An American writer missing in Libya for months returned to the United States yesterday telling reporters he went to participate in the uprising against dictator Muammar Gaddafi and was on a reconnaissance mission when he was captured.
But Matthew VanDyke, 32, said his mother and girlfriend did not know when he set off from Baltimore for Libya that his goal was to support the revolution.
“When I got out of prison, I was going to finish what I came to do. So the past several weeks I’ve been in combat on the front lines in Sirte fighting Gaddafi’s forces.”
VanDyke said he was in Brega with three other fighters when he was captured by Gaddafi forces. He spent more than five months in solitary confinement in Libyan prisons.
Sharon VanDyke travelled to Turkey with photos of her son in the hope of speaking to Libyan diplomats about his case.

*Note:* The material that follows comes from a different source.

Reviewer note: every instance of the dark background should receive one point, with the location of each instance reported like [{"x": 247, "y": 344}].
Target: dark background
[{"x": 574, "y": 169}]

When the Abu Salim Prison in Tripoli was bombed in August, fellow prisoners broke open VanDyke’s cell and he escaped.
The prisoners made their way to a compound where VanDyke was able to call home. His girlfriend Lauren Fischer, the State Department and Human Rights Watch pressed him to return home, but he wanted to finish what he went to Libya to do.
VanDyke joined the Ali Hassan al-Jaber Brigade of the National Liberation Army He went to Tripoli after Gaddafi was killed and soon felt he could return home.